Chronique|

Bureaucratie aveugle

Ainsi, la Ville de Gatineau refuse de reconnaître un joli sentier boisé en tant que corridor scolaire. Même si, dans les faits, plus d’une soixantaine d’écoliers l’empruntent chaque jour pour se rendre à pied à leur école primaire. Cherchez l’erreur!


J’ai beau chercher le gros bon sens dans cette histoire rapportée par mon collègue Mathieu Bélanger, je ne le trouve pas.

Le chemin Robert-Stewart - c’est le nom du sentier - comporte l’immense avantage de rapprocher les enfants à moins d’un kilomètre de l’école des Cavaliers, dans le secteur Aylmer. C’est comme un raccourci de leur maison vers l’école. Pas pour rien qu’il est si populaire. Sans ce sentier, tous ces enfants devraient sans doute voyager par bus ou encore se faire déposer à l’école, en voiture, par leurs parents.



Il n’y a que du bon à voir des dizaines d’écoliers à emprunter ce sentier matin et soir. C’est bon pour leur santé, c’est bon pour l’environnement. Des écoles primaires entourées d’élèves à distance de marche, comme l’école des Cavaliers, c’est ce qu’on souhaite comme société!

Voilà des mois que les parents recommandent qu’on reconnaisse le chemin Robert-Stewart comme un corridor scolaire officiel. Pour eux, ce serait comme une police d’assurance. Une façon de s’assurer que leurs enfants soient calculés comme des marcheurs - ce qu’ils sont - et donc pas transférés dans une autre école, lors d’une énième refonte des bassins scolaires…

Comment peut-on s’opposer à une demande qui a pour effet de faire marcher plus d’élèves vers l’école?

Pour des raisons de sécurité, bien sûr. Quoi d’autre? Notre époque est obsédée par la sécurité…



Du point de vue de la Ville de Gatineau, le sentier n’est pas un chemin public. Il est isolé, pas assez éclairé, pas déneigé en hiver… Il n’y a pas de trottoir, pas de traverses d’écoliers, pas de brigadiers scolaires…

«On ne peut assurer la sécurité des élèves» sur ce sentier, tranche la Ville. Fin de la discussion. Ce qui n’empêche pas les parents d’envoyer leurs enfants à l’école via le dangereux sentier!

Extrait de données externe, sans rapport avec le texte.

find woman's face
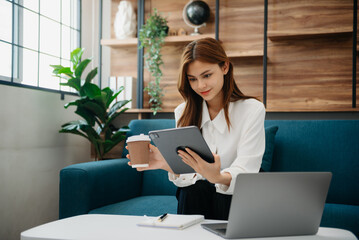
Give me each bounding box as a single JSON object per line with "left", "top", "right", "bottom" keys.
{"left": 186, "top": 60, "right": 229, "bottom": 104}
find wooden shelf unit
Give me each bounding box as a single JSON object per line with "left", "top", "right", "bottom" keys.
{"left": 268, "top": 27, "right": 353, "bottom": 41}
{"left": 101, "top": 34, "right": 216, "bottom": 48}
{"left": 102, "top": 0, "right": 357, "bottom": 116}
{"left": 101, "top": 38, "right": 138, "bottom": 47}
{"left": 101, "top": 36, "right": 263, "bottom": 58}
{"left": 227, "top": 50, "right": 263, "bottom": 58}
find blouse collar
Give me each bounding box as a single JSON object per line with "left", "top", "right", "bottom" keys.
{"left": 201, "top": 100, "right": 231, "bottom": 134}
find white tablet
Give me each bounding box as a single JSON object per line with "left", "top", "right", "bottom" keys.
{"left": 148, "top": 126, "right": 214, "bottom": 174}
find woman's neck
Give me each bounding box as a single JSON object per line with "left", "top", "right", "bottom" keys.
{"left": 206, "top": 99, "right": 223, "bottom": 120}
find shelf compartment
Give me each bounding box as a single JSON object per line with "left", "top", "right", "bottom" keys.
{"left": 101, "top": 38, "right": 138, "bottom": 47}
{"left": 268, "top": 27, "right": 353, "bottom": 40}
{"left": 164, "top": 33, "right": 215, "bottom": 43}
{"left": 101, "top": 34, "right": 216, "bottom": 48}
{"left": 227, "top": 50, "right": 263, "bottom": 58}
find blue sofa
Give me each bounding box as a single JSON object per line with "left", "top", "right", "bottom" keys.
{"left": 59, "top": 119, "right": 359, "bottom": 237}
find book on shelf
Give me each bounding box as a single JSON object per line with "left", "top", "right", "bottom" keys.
{"left": 108, "top": 76, "right": 117, "bottom": 108}
{"left": 109, "top": 76, "right": 137, "bottom": 109}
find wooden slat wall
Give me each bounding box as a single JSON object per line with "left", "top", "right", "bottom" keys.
{"left": 108, "top": 0, "right": 358, "bottom": 112}
{"left": 267, "top": 35, "right": 353, "bottom": 110}
{"left": 220, "top": 0, "right": 264, "bottom": 101}
{"left": 267, "top": 0, "right": 354, "bottom": 111}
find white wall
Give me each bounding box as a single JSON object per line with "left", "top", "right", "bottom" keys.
{"left": 0, "top": 86, "right": 90, "bottom": 239}
{"left": 0, "top": 1, "right": 112, "bottom": 239}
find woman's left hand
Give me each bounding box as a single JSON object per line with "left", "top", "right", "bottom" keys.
{"left": 177, "top": 148, "right": 223, "bottom": 184}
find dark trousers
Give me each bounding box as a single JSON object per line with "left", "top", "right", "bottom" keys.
{"left": 176, "top": 180, "right": 232, "bottom": 220}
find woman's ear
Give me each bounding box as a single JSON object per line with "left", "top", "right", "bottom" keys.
{"left": 222, "top": 61, "right": 230, "bottom": 75}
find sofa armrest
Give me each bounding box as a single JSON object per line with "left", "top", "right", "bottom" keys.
{"left": 59, "top": 158, "right": 142, "bottom": 219}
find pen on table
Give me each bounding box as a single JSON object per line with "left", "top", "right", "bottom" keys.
{"left": 158, "top": 213, "right": 168, "bottom": 222}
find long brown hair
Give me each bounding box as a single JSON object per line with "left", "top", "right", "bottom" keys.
{"left": 177, "top": 37, "right": 255, "bottom": 130}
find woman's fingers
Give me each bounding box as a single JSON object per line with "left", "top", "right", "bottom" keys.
{"left": 178, "top": 150, "right": 196, "bottom": 170}
{"left": 185, "top": 148, "right": 201, "bottom": 161}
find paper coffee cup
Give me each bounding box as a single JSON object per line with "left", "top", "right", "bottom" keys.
{"left": 126, "top": 134, "right": 151, "bottom": 168}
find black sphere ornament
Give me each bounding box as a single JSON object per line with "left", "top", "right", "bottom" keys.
{"left": 186, "top": 1, "right": 210, "bottom": 25}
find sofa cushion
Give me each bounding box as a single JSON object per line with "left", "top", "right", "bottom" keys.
{"left": 88, "top": 195, "right": 178, "bottom": 217}
{"left": 141, "top": 169, "right": 177, "bottom": 196}
{"left": 261, "top": 126, "right": 279, "bottom": 172}
{"left": 123, "top": 119, "right": 178, "bottom": 196}
{"left": 321, "top": 203, "right": 359, "bottom": 238}
{"left": 265, "top": 120, "right": 359, "bottom": 206}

Voici un cas typique, selon moi, où une bureaucratie aveugle va à l’encontre de l’intérêt public.

Il me semble qu’il y a ici moyen de moyenner. Au lieu de brandir bien haut son carnet de normes, Gatineau devrait chercher un compromis. Ce serait quoi de le déneiger? Ou d’y affecter un brigadier scolaire? Ou des parents bénévoles?

Tant que le sentier n’est pas reconnu comme un corridor scolaire, les parents craignent que leurs enfants soient délocalisés dans une autre école plus loin de chez eux. Si ça devait arriver, en raison d’une grille d’analyse qui ne reflète pas bien la réalité, tout le monde serait perdant.

Les enfants, les parents, l’environnement…



Quant à l’argument de la sécurité, on pourrait arguer que ce n’est pas tant le sentier que le grand nombre de véhicules aux abords des écoles qui est problématique. En augmentant le nombre de marcheurs scolaires, on diminue ce problème... et on augmente la sécurité.

Je ne vois aucune raison valable de refuser de reconnaître ce corridor scolaire. Au contraire, il faudrait plus de corridors du même genre pour accommoder les écoliers marcheurs. En outre, Gatineau veut que les gens participent à la vie de leur communauté, qu’ils s’impliquent... Dans le cas du chemin Robert-Steward, des citoyens déneigent le sentier l’hiver. Quand des gens s’approprient l’espace public pour en faire un lieu plus habité, plus vivant, plus agréable, il faut les encourager. Pas les décourager.